Reputation: 91
This is a theoretical question which I ask due to a request that has come my way recently. I own the support of a master operational data store which maintains a set of data tables (with the master data), along with a set of lookup tables (which contain a list of reference codes along with their descriptions). There has been recently a push from the downstream applications to unite the two structures (data and lookup values) logically in the presentation layer so that it is easier for them to find out if there have been updates in the overall data. While the request is understandable, my first thought is that it should be implemented at the interface level rather than at the source. Combining the two tables logically (last_update_date) at ODS level is almost similar to the de-normalization of data and seems contrary to the idea of keeping lookups and data separate. That said, I cannot think of any reason of why it should not be done at ODS level apart from the fact that it does not "seem" to be right... Does anyone have any thoughts around why such an approach should or should not be followed?

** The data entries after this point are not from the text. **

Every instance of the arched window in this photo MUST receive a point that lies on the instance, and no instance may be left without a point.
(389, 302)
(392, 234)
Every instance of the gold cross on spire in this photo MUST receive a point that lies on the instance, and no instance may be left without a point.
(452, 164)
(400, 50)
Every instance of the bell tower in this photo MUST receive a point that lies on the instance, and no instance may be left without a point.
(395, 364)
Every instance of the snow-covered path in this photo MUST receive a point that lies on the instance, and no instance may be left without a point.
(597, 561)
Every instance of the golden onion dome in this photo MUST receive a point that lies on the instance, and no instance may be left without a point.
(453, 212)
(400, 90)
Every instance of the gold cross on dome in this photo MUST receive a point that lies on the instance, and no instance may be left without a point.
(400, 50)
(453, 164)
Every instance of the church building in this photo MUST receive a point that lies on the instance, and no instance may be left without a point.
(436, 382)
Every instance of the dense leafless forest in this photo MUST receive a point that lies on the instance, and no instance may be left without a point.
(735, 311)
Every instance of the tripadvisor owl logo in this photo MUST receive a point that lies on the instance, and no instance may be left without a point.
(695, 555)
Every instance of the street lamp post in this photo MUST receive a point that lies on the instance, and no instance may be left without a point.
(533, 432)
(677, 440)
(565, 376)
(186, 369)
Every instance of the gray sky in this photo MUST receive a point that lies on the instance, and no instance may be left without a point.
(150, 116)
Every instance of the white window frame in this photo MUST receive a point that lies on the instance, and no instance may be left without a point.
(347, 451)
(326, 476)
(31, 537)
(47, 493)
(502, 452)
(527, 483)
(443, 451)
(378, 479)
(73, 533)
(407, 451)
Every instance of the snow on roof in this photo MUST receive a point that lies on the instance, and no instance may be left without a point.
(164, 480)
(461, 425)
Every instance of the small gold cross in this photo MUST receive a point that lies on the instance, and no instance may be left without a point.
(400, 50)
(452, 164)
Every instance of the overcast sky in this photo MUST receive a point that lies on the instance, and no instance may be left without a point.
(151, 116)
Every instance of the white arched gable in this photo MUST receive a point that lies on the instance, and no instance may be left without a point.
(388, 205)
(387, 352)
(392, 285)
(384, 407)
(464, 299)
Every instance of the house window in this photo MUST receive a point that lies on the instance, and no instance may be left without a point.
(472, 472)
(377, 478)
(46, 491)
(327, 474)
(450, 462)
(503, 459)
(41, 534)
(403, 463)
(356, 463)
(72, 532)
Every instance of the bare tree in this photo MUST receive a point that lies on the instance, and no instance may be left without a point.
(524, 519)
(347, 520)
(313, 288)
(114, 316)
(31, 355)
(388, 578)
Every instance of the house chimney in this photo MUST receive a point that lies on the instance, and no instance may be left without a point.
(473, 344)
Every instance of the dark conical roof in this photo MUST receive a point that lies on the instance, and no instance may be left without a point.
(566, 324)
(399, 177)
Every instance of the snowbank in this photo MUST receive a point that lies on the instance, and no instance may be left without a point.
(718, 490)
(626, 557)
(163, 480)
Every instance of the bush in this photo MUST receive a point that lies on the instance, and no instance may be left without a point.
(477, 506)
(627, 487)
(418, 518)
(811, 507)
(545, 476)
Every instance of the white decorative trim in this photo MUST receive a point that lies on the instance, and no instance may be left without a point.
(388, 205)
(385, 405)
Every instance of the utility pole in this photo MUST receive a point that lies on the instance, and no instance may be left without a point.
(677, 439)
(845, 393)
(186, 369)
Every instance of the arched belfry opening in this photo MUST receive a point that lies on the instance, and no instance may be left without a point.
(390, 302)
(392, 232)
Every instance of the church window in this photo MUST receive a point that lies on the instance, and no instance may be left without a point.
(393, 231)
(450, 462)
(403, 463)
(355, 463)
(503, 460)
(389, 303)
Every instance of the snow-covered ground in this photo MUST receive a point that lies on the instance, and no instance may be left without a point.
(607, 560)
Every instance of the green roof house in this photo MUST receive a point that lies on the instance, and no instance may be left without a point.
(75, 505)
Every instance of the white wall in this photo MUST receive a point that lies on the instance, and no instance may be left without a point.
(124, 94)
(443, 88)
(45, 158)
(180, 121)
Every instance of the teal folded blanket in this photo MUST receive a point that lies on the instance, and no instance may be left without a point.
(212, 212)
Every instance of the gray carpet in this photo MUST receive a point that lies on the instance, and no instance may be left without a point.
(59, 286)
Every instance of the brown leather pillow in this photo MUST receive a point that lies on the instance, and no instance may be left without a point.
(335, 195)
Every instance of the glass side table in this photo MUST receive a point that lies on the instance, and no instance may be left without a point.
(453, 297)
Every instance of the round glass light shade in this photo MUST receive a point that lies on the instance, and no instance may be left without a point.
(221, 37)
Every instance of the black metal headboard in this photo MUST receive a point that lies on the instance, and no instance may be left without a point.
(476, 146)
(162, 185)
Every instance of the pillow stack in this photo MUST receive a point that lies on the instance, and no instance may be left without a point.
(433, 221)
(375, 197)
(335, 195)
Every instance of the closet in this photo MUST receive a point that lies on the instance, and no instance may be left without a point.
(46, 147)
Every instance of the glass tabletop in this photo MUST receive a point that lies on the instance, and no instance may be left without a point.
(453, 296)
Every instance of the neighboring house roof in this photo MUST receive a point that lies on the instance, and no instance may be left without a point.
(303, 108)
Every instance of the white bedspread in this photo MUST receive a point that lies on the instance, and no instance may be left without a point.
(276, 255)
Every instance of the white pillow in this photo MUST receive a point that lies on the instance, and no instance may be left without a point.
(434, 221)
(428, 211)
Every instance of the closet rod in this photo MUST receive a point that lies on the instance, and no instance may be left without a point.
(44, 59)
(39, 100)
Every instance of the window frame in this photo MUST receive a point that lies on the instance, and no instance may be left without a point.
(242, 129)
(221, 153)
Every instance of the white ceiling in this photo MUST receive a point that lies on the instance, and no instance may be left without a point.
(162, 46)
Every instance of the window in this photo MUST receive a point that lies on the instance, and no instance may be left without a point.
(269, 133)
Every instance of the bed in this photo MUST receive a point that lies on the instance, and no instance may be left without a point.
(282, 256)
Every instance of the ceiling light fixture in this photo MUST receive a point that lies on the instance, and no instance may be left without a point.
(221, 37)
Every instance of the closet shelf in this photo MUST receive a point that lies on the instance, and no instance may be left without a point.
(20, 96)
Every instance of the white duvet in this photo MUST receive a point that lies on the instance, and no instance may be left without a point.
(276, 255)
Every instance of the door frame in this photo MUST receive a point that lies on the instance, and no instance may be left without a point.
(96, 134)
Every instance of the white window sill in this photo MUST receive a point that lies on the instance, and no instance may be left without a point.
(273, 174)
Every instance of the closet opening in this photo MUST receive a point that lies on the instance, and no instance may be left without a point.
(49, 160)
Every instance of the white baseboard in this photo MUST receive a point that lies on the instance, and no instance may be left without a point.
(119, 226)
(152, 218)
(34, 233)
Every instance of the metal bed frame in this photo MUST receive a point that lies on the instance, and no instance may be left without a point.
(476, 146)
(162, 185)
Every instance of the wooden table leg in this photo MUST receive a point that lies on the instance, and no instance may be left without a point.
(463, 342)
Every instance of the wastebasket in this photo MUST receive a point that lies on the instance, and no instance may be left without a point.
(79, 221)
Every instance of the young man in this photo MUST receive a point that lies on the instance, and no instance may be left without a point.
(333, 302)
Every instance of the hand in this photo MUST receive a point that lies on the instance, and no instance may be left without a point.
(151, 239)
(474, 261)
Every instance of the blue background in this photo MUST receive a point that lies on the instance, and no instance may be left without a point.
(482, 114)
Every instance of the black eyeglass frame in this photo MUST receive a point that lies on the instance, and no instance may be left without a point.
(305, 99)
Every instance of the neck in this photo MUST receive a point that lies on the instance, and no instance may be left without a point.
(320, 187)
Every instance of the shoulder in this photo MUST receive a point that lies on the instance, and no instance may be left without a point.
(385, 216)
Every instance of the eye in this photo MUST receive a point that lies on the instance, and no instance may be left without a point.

I am listing an example here for simplicity's sake.
Data table
ID Name Emp_typ_cd Last_update_date
1 X E1 2014-08-01
2 Y E2 2014-08-01
Code table
Emp_typ_cd Emp_typ_desc Last_Update_date
E1 Employee_1 2014-08-23
E2 Employee_2 2013-09-01
The downstream request is to represent the data as
Data view
ID Name Emp_typ_cd Last_update_date
1 X E1 2014-08-23
2 Y E2 2014-08-01
or
Data view
ID Name Emp_typ_cd Emp_typ_desc Last_update_date
1 X E1 Employee_1 2014-08-23
2 Y E2 Employee_2 2014-08-01
Upvotes: 2
Views: 2707
Reputation: 1970
You are correct, it is demoralizing the database because someone wants to see the data in a certain way. The side effects, as you know, are that you are duplicating data, reducing flexibility, increasing table size, storing dissimilar objects together, etc. You are also correct that their problem should be solved somewhere or somehow else. They won’t get what they want if they change the database the way they want to change it. If they want to make it “easier for them to find out if there have been updates in the overall data” but they duplicate massive amounts of it, they’re just opening themselves up to errors. In your example the Emp_typ_cd Updated value must be updated for all employees with that emp type code. A good update statement will do that, but still, instead of updating a single row in the lookup table you’re updating every single employee that has the emp type.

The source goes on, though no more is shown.